Use Topic Modeling to identify and categorize topics in a body of text. Consider using the Text Pre-processing tool upstream before passing data into the Topic Modeling tool.
The Topic Modeling tool has 3 anchors:
- Input anchor: Use the input anchor to connect the text data you want to analyze.
- D anchor: Use the D anchor to pass the data you've analyzed downstream.
- R anchor: Use the R anchor to view a report of the analysis.
- M anchor: Use the M anchor to pass the model object downstream for use with new data. The model object is compatible with the Predict tool.
Configure the Tool
- Add a Topic Modeling tool to the canvas.
- Use the anchor to connect the Topic Modeling tool to the text data you want to use in the workflow.
- Select the Text Field you want to analyze.
- Specify the Number of Topics you want to model.
- In the Output Options section, select the kind of output you want in the R anchor:
- The Interactive Chart option generates an interactive report that includes two charts: Top-30 Most Salient Terms and Intertopic Distance Map.
- The Word Relevance Summary option generates a static report with measures of each term's salience to the model and relevance to each topic.
- The Dictionary Options and LDA Options are at their default values.
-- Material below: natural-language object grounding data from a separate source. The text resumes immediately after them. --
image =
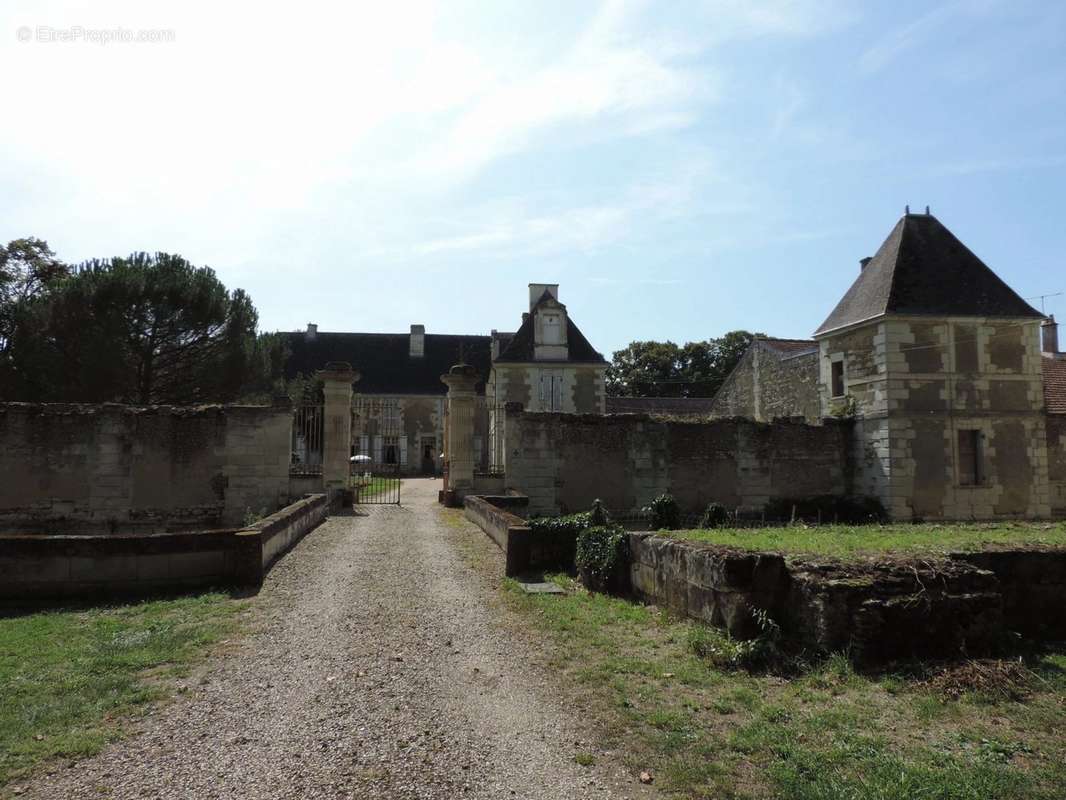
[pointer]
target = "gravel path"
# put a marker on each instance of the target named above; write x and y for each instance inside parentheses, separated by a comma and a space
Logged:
(377, 667)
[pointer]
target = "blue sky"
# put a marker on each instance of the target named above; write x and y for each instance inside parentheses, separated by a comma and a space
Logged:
(680, 169)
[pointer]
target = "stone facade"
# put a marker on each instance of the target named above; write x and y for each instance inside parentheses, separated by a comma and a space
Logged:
(919, 388)
(564, 462)
(775, 378)
(106, 468)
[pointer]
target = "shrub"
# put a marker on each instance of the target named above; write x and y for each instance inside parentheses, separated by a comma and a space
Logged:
(714, 516)
(602, 558)
(846, 509)
(722, 650)
(665, 513)
(598, 514)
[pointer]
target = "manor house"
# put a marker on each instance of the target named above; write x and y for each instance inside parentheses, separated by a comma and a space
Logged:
(955, 384)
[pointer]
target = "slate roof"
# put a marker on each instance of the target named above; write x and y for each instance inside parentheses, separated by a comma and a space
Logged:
(675, 406)
(384, 360)
(520, 347)
(1054, 385)
(922, 269)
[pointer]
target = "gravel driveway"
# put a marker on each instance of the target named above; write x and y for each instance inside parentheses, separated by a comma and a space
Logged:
(377, 666)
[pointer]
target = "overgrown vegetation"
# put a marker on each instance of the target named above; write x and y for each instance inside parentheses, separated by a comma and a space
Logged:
(67, 676)
(602, 557)
(665, 513)
(704, 726)
(666, 369)
(569, 524)
(846, 541)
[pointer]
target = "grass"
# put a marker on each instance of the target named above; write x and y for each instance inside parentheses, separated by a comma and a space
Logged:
(822, 733)
(843, 541)
(68, 676)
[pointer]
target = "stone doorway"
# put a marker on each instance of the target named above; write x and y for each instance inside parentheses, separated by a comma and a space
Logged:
(429, 456)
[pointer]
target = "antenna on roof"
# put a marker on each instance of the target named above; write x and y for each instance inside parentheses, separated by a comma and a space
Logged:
(1042, 298)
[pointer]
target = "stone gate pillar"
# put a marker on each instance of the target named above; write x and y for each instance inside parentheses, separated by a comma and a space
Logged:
(337, 380)
(462, 381)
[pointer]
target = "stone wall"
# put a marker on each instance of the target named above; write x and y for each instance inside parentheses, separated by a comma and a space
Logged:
(67, 468)
(765, 385)
(915, 384)
(1056, 463)
(42, 568)
(563, 462)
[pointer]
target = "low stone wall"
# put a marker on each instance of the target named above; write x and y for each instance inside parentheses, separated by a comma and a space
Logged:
(34, 568)
(563, 462)
(510, 532)
(111, 468)
(877, 610)
(1033, 584)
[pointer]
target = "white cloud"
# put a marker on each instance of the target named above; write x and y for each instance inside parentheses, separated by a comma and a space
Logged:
(280, 136)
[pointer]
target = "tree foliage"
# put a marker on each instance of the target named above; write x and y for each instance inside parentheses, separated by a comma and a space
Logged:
(146, 329)
(665, 369)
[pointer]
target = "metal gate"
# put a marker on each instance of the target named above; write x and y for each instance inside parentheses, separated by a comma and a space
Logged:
(380, 450)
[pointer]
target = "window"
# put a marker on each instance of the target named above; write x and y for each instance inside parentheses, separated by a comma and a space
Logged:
(969, 458)
(552, 329)
(550, 393)
(837, 377)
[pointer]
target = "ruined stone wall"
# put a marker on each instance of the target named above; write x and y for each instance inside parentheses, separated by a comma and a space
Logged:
(765, 386)
(70, 467)
(564, 462)
(914, 384)
(1056, 463)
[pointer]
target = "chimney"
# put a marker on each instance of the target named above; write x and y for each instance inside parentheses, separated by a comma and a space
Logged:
(1049, 331)
(417, 341)
(537, 290)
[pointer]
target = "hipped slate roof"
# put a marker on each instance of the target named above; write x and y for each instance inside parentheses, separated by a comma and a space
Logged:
(922, 269)
(520, 347)
(384, 361)
(675, 406)
(1054, 385)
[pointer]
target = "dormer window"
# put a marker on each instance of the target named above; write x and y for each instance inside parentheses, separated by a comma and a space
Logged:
(553, 329)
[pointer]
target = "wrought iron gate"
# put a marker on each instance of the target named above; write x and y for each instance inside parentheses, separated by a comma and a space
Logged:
(380, 450)
(307, 433)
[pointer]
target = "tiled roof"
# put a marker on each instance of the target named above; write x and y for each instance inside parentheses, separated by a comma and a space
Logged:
(384, 361)
(676, 406)
(520, 347)
(923, 269)
(1054, 385)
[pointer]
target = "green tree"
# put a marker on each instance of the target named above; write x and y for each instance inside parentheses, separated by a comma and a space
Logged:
(664, 369)
(147, 329)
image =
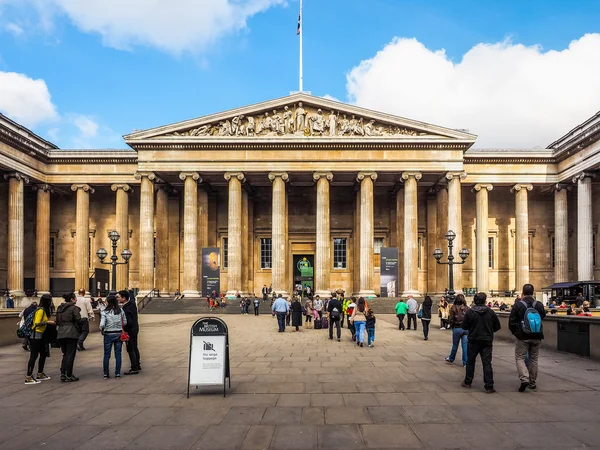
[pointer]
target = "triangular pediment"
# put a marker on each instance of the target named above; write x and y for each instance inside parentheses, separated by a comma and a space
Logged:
(299, 116)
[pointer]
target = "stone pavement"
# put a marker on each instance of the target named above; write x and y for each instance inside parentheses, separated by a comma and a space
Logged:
(299, 390)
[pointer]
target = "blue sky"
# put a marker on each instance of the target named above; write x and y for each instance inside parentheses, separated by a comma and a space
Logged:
(102, 86)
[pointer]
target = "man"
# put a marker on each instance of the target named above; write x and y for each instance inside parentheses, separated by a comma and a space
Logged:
(132, 328)
(401, 310)
(280, 308)
(334, 311)
(481, 322)
(87, 314)
(413, 308)
(525, 323)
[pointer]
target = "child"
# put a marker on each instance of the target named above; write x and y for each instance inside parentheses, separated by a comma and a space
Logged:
(370, 328)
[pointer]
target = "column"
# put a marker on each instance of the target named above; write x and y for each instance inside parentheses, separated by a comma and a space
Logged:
(42, 239)
(323, 254)
(521, 235)
(278, 233)
(82, 236)
(455, 221)
(146, 256)
(411, 234)
(162, 239)
(16, 233)
(190, 233)
(585, 257)
(482, 251)
(367, 234)
(122, 227)
(561, 234)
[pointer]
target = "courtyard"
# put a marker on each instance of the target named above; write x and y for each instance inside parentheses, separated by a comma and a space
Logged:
(298, 390)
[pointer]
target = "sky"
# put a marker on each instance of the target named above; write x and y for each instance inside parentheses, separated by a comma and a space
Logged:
(82, 73)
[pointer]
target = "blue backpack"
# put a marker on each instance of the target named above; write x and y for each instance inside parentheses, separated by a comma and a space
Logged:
(532, 321)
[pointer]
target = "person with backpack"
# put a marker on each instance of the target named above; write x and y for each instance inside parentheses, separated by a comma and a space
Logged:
(459, 334)
(481, 323)
(525, 323)
(68, 322)
(38, 339)
(334, 311)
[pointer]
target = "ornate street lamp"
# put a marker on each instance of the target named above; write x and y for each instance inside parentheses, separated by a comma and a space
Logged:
(438, 254)
(125, 254)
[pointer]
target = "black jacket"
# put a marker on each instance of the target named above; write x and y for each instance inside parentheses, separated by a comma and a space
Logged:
(482, 323)
(517, 315)
(133, 326)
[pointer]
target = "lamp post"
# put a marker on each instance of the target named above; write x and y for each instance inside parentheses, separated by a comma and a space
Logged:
(125, 254)
(437, 254)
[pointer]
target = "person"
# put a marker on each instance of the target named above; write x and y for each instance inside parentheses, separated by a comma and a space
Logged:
(481, 323)
(334, 311)
(370, 325)
(426, 316)
(529, 338)
(112, 323)
(87, 314)
(280, 308)
(68, 322)
(38, 341)
(359, 319)
(296, 313)
(413, 309)
(459, 334)
(401, 309)
(132, 327)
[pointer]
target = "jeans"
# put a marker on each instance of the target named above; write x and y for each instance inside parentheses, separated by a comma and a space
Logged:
(69, 350)
(459, 335)
(412, 318)
(527, 372)
(401, 321)
(370, 335)
(360, 331)
(111, 339)
(483, 348)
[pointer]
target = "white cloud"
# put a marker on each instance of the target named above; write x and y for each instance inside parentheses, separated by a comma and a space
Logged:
(25, 100)
(508, 94)
(174, 26)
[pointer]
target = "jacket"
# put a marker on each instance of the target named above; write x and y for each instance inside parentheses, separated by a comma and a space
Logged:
(517, 314)
(482, 323)
(68, 321)
(132, 326)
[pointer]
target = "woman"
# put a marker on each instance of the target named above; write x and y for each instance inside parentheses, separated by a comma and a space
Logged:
(359, 319)
(38, 341)
(426, 316)
(112, 322)
(296, 312)
(68, 321)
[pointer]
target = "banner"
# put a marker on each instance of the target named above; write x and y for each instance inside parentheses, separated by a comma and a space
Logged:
(389, 272)
(211, 271)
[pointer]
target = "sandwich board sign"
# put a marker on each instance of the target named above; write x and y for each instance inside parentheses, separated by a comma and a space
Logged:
(209, 354)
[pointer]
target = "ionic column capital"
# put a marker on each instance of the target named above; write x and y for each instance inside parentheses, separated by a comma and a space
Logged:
(406, 175)
(519, 187)
(283, 175)
(362, 175)
(326, 175)
(84, 187)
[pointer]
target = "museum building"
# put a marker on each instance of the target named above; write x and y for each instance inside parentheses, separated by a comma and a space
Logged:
(291, 183)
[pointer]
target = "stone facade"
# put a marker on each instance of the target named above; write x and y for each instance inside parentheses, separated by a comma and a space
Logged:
(305, 180)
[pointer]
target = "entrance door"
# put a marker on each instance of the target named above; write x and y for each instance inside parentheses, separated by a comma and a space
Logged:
(304, 274)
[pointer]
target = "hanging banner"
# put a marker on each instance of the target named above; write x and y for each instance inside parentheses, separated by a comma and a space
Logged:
(389, 271)
(211, 271)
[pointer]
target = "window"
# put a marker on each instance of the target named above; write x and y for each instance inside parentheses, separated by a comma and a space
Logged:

For more information about these options, see the Advanced Options section below.
- Run the workflow.
The Topic Modeling tool has some advanced options.
|Min Frequency||Min Frequency is the minimum frequency at which a word can appear in a body of text before the Topic Modeling tool ignores the word, where frequency is measured by the number of documents containing a word divided by the total number of documents in the body of text.||
|Max Frequency||Max Frequency is the maximum frequency at which a word can appear in a body of text before the Topic Modeling tool ignores the word, where frequency is measured by the number of documents containing a word divided by the total number of documents in the body of text.||
|Max Words||Max Words specifies how many words you want the Topic Modeling tool's algorithm to consider, based on how frequently the words appear across all the documents.||
|Alpha||Alpha represents the density of topics the algorithm should expect in each document. Increasing Alpha allows the algorithm to recognize a greater number of distinct topics in a document. Decreasing Alpha limits the number of topics the algorithm recognizes in each document.||Number||None|
|Eta||Eta represents the density of words needed to make up a topic. Increasing Eta increases the number of words needed to identify a topic. Decreasing Eta reduces the number of words needed to identify a topic.||Number||>= 0|
The D anchor outputs a new column for each topic. The columns represent the degree to which each topic is present in the text associated with each row. A higher value in the topic column indicates a greater probability the text associates with that topic. The R anchor outputs one of two reports based on your selection: Either an Interactive Chart with the Top-30 Most Salient Terms and Intertopic Distance Map, or a Word Relevance Summary with measures of each term's salience to the model and relevance to each topic. The M anchor outputs a model object downstream for use with new data. The model object is compatible with the Predict tool.